Minister for Agriculture, Food and the Marine Charlie McConalogue and the Minister of State Pippa Hackett have announced ‘Project Woodland’, aiming to “drive forward” the planting of trees.

The ministers accepted a new report on reforming the Irish forestry licensing system, and said they were “committed to its immediate implementation”.

Minister McConalogue said: “The new initiative is aimed at solving many of the issues which have mired the forestry sector in recent times.”

The implementation of Project Woodland will be led by Minister Hackett.

The report into the sector – and which led to Project Woodland – was compiled by Jo O’Hara, who was commissioned by the Department of Agriculture to look into how to apply the recommendations of an earlier report on the forestry licencing system – the Mackinnon Report.

“Jo O’Hara has confirmed my own belief that while, of course, the issues with licencing – of afforestation, roads, and felling – must be addressed, bigger questions about forestry also need to be considered. Timber production is important, but trees are about more than timber,” Minister Hackett remarked.

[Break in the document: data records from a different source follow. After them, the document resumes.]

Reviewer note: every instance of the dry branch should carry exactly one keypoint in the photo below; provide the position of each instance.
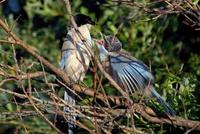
(108, 112)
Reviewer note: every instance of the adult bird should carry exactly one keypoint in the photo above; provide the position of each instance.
(131, 74)
(75, 59)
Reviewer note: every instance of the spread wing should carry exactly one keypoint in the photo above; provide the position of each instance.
(130, 73)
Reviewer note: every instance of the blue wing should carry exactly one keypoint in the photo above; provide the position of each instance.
(131, 74)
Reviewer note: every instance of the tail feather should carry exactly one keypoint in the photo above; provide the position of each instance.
(168, 110)
(70, 98)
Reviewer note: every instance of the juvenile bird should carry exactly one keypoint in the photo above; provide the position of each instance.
(75, 58)
(131, 74)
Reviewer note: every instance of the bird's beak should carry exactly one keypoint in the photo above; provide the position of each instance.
(99, 42)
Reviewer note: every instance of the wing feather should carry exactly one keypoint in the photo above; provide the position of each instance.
(133, 74)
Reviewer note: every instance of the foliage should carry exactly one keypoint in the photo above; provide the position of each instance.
(160, 42)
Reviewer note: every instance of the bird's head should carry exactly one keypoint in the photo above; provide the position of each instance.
(110, 43)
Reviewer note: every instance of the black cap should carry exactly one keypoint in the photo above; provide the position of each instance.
(82, 19)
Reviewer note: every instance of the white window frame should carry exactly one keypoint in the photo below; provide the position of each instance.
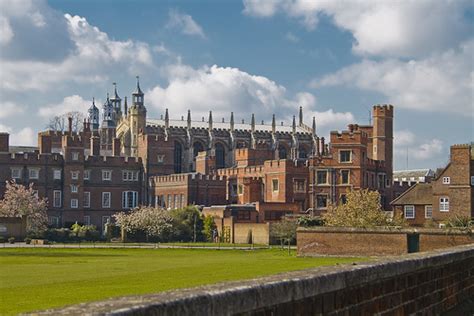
(59, 200)
(405, 211)
(106, 205)
(104, 175)
(429, 210)
(74, 203)
(16, 173)
(86, 203)
(33, 173)
(444, 204)
(57, 174)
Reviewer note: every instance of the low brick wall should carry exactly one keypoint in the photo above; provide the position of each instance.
(428, 283)
(374, 241)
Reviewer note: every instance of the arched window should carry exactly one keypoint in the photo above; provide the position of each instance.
(282, 154)
(178, 157)
(220, 156)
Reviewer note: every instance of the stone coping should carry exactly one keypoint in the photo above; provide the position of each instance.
(249, 295)
(387, 230)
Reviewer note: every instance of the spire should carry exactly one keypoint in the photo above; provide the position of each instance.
(273, 124)
(189, 119)
(210, 120)
(301, 116)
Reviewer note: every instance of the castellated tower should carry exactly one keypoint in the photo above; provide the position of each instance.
(383, 134)
(137, 118)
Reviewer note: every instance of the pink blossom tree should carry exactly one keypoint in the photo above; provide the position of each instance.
(22, 201)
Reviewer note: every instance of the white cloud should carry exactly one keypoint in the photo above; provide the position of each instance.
(184, 23)
(225, 89)
(386, 28)
(69, 104)
(8, 109)
(442, 82)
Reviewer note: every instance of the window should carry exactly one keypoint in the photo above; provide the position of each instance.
(428, 211)
(57, 198)
(106, 175)
(57, 174)
(322, 177)
(74, 203)
(345, 176)
(74, 175)
(345, 156)
(275, 185)
(409, 211)
(33, 173)
(321, 201)
(300, 185)
(74, 188)
(128, 175)
(106, 199)
(16, 173)
(444, 204)
(129, 199)
(87, 200)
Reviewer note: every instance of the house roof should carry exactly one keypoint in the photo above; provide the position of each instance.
(419, 194)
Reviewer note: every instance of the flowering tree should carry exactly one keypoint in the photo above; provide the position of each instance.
(362, 209)
(22, 201)
(152, 221)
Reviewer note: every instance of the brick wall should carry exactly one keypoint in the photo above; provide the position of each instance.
(427, 283)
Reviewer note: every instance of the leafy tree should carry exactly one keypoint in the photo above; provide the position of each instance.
(22, 201)
(362, 209)
(209, 228)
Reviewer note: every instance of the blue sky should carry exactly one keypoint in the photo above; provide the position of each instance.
(334, 58)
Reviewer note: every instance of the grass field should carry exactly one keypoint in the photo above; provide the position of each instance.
(32, 279)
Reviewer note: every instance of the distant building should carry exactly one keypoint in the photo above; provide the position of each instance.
(449, 193)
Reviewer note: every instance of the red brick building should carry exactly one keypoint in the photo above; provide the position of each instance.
(449, 193)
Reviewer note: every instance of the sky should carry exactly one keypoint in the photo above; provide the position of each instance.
(336, 59)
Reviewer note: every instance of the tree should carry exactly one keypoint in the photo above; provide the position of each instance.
(362, 209)
(60, 122)
(22, 201)
(152, 221)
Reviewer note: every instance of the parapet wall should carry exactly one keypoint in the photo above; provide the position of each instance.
(425, 283)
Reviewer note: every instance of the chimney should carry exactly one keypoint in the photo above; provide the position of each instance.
(70, 124)
(4, 142)
(95, 146)
(116, 147)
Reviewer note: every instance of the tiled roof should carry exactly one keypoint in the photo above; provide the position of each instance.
(419, 194)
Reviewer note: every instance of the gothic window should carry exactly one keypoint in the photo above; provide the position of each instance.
(220, 156)
(282, 154)
(178, 157)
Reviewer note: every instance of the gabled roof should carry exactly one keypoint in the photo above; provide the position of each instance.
(419, 194)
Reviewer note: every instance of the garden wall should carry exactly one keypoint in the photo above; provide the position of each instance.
(374, 241)
(427, 283)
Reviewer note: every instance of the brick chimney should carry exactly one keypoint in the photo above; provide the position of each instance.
(95, 146)
(4, 142)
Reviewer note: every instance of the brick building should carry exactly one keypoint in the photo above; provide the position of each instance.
(358, 158)
(449, 193)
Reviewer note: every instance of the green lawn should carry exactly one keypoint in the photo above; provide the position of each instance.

They are also about beauty; biodiversity; the environment; carbon capture; community enjoyment and enterprise; and social good, and it’s time to find the space to say that, and to value that.

Project Woodland involves four different ‘workstreams’ working to the minister through a project manager and project board. The project board will be chaired by the department secretary general, Brendan Gleeson.

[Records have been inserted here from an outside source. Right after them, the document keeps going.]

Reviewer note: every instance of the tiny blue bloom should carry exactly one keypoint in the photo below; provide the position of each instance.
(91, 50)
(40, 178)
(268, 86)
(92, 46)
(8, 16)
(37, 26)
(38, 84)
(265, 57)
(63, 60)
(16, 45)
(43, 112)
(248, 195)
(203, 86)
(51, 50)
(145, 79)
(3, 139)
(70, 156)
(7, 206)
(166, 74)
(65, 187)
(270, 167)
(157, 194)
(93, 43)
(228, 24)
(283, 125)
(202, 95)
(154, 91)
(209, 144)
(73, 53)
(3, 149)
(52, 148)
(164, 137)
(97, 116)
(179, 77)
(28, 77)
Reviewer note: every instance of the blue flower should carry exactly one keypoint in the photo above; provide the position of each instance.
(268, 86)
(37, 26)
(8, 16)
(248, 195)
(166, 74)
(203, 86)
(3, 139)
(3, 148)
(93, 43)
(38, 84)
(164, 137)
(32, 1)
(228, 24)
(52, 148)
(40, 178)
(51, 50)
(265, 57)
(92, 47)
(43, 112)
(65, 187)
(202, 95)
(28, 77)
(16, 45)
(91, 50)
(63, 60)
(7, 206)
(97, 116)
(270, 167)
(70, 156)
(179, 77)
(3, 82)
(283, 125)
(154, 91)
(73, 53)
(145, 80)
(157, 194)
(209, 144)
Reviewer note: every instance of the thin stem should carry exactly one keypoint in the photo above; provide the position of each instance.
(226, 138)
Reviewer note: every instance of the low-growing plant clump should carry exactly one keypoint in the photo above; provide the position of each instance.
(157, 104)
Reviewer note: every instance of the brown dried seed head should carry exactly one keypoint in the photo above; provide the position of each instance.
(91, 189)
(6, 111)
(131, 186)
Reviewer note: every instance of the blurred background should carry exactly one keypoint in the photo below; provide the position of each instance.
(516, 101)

The workstreams will work concurrently, focusing on different areas. The first one will concentrate on the licensing backlog; the second on a “vision” for forestry; the third on devising a “fit for purpose” organisational structure; and the fourth on streamlining the licensing process for the future.

Each workstream will be supported by a working group made up of stakeholders drawn from the minister’s existing Forestry Policy Group and will be chaired by an “independent, experienced outsider”, the minister said.

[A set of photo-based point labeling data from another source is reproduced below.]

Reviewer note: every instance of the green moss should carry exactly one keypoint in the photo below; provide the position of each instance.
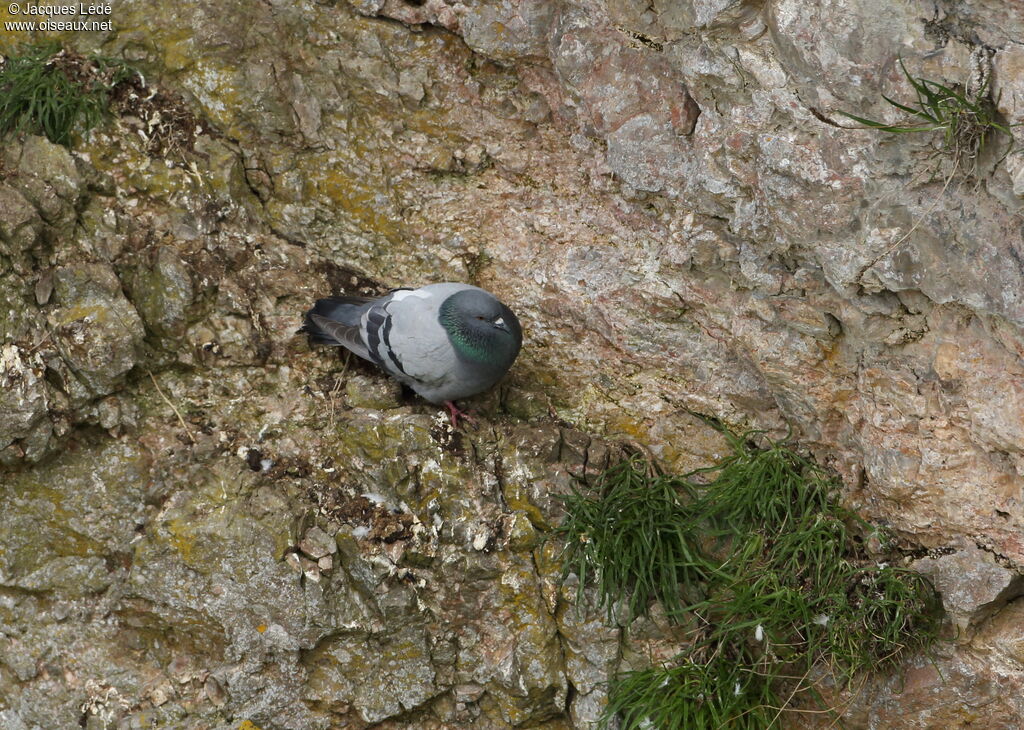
(758, 557)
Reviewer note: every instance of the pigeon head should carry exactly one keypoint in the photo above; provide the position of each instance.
(481, 329)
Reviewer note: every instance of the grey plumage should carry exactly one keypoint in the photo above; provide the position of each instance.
(445, 341)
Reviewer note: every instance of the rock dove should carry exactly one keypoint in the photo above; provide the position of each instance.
(445, 341)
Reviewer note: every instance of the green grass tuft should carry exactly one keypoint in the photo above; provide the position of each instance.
(51, 91)
(967, 123)
(762, 561)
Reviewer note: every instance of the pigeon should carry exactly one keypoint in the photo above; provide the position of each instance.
(445, 341)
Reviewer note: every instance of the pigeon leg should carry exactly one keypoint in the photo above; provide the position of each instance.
(455, 414)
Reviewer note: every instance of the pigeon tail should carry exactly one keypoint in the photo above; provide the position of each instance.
(335, 320)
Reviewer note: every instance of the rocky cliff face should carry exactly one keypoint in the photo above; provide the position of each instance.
(207, 524)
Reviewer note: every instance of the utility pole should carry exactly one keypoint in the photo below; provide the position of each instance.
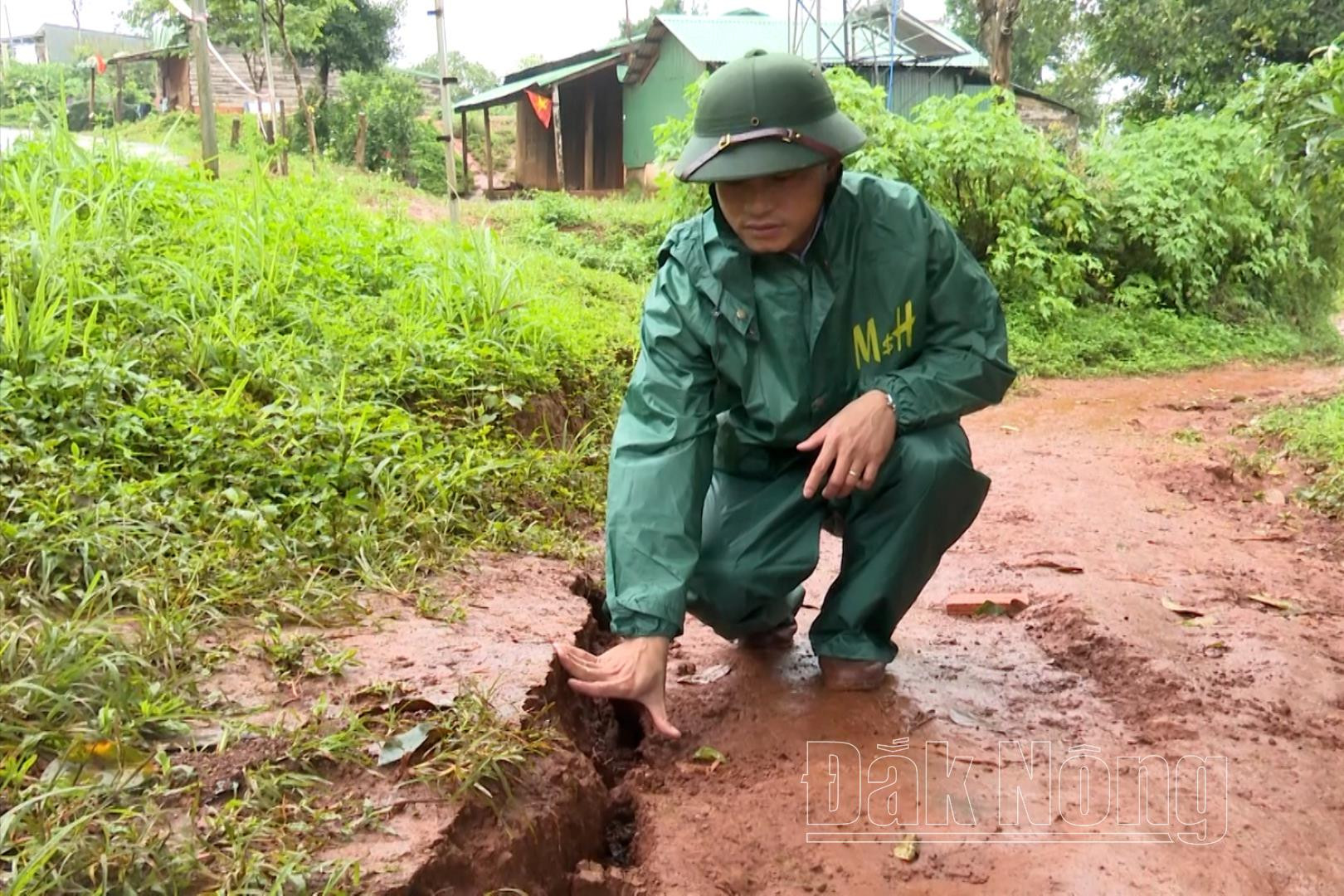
(4, 45)
(270, 80)
(205, 95)
(446, 84)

Speaking on O’Hara’s finding that “issues exist which were beyond the scope of her report”, Minister Hackett said: “I expect the working groups to be wide-ranging.”

“I also expect that there will be interaction between the working groups and other areas in the department so that, for example, CAP [Common Agricultural Policy] measures – perhaps eco-schemes for farmers who would be prepared to plant smaller areas – are aligned with Project Woodland, rather than in competition with it,” she added.


The minister also announced an initiative involving communities, explaining that she had asked Irish Rural Link to undertake a study on the effect of forests on communities.

“I am asking Irish Rural Link to build up on the work done by Aine Ní Dhubháin in UCD a few years ago, to engage with communities, to look at the upsides and downsides of forests for them as they exist at the moment, and come up with recommendations for the future,” she noted.